We always played sports in the winter. I don’t know why. It was always damn cold and damn wet. There’s no damp like English damp, it chills right to the bone. It actually all began when I turned up to football practice in some warmer sweatpants/sports trousers — you know, the flannel/fleecy kind. I figured if we were going to run around like retards, I’d at least like to keep some sensation in my legs. There’s nothing like having a hard, cold football kicked into your bare legs, by the way. The brief cessation of all feeling followed by the flooding return of stinging pain as your numb, cold thighs register the impact. That’s why I wanted to wear more than shorts. Protection… safety… you know, normal human urges.
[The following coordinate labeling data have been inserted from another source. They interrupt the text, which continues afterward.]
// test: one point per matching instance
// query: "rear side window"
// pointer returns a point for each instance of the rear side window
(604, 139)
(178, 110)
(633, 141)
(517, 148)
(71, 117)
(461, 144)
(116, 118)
But my teacher wasn’t a normal human being. He was pretty young — early 20s maybe — and a complete, draconian dick. He was a football nut — as in the kind of person that actually thrives on running around in the cold and kicking a ball — and as such tried to impose his own ludicrous view of the world upon us poor teenagers. He didn’t like that I wasn’t wearing shorts. In fact, shorts were the uniform in his sports lessons.

“Take them off.”

“But I don’t have any shorts with me.”

“Take them off!”

And so I played football in my underwear. It was as shit and as painful as you can imagine, and about twice as cold.

I wore those tiny sportsshorts after that and made do with bruised, stinging thighs. It was marginally better than being told to strip down to underwear in front of my friends.

I guess this was probably when my rebellious streak really kicked in. Or wait, not rebellious… sane streak. Some of my other friends also kicked up a fuss, but they all eventually fell into line under this sports teacher (though ‘teacher’ is too generous. He was basically a thug with a whistle.) I could never quite kick the idea that running around in a field, in the cold, in the rain, in the fucking sleet, with tiny shorts on… well, it always felt a bit stupid. Like the crazy ideology of a mad man: Ja! These children will run in ze cold! In tiny shorts and vests! Zis will make them into men! – or something like that.

And then there were the showers. My school wasn’t a very classy affair. The changing room was this brutally cold, hard room with seemingly no heating. It had a huge door that led outside to the sports field, a door into the school itself, and a communal shower in the corner.

Showering was part of the sports ritual. According to our tyrant of a teacher anyway. Everyone stripping down and jumping into the shower for a good ol’… I don’t know. Tussle? Convivial soapy sponge-down? Fuck, I haven’t thought about these memories in 10 years, but we were forced to shower together.

Cold water too. Sometimes we got warm water, sometimes we didn’t. Mostly it was ice cold. The jocks — there were a few — jumped in first. The rest of us, the cautious dissenters, usually waited until we were forced to undress and waddle protectively into a corner of the shower. I think it was worse than it should’ve been because I was so young, some two years younger than most of the other boys. It’s not so weird for a 14-year-old to question whether he wants to jump into a communal shower with some ‘big’ 16-year-olds, right? This wasn’t the only chain of incidents that triggered my self-esteem issues, but it played a big part.

The whole showering thing happened three times until I finally stopped turning up to sports classes. I would actually hide somewhere in the school when it was time for sports. The teacher rounded me up a few times, frog-marching me to the football field, before finally giving up on me. I guess I wasn’t destined to be one of those idiots that liked running around in the cold.

Can you guess where I usually hid? The computer room. And that was that.